School of Music, University of Edinburgh, City of Edinburgh EH9 3JZ, United Kingdom.

Published: June 2012

Physiological evidence suggests that sound onset detection in the auditory system may be performed by specialized neurons as early as the cochlear nucleus. Psychoacoustic evidence shows that the sound onset can be important for the recognition of musical sounds. Here the sound onset is used in isolation to form tone descriptors for a musical instrument classification task. The task involves 2085 isolated musical tones from the McGill dataset across five instrument categories. A neurally inspired tone descriptor is created using a model of the auditory system's response to sound onset.
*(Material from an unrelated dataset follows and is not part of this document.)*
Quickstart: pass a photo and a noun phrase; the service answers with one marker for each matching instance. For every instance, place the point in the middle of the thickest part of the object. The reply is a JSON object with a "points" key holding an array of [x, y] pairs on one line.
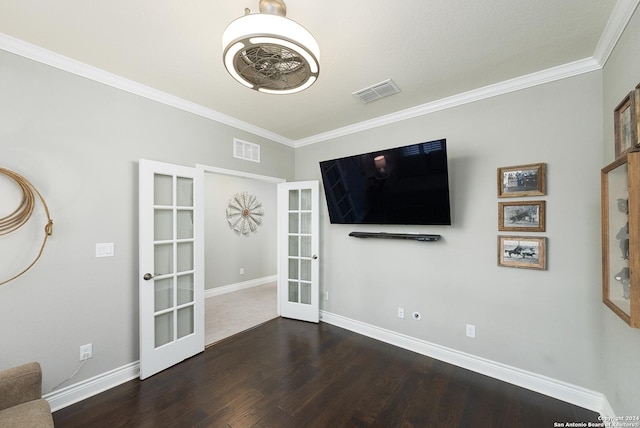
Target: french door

A gammatone filterbank and spiking onset detectors, built from dynamic synapses and leaky integrate-and-fire neurons, create parallel spike trains that emphasize the sound onset. These are coded as a descriptor called the onset fingerprint. Classification uses a time-domain neural network, the echo state network. Reference strategies, based upon mel-frequency cepstral coefficients, evaluated either over the whole tone or only during the sound onset, provide context to the method. Classification success rates for the neurally-inspired method are around 75%. The cepstral methods perform between 73% and 76%. Further testing with tones from the Iowa MIS collection shows that the neurally inspired method is considerably more robust when tested with data from an unrelated dataset.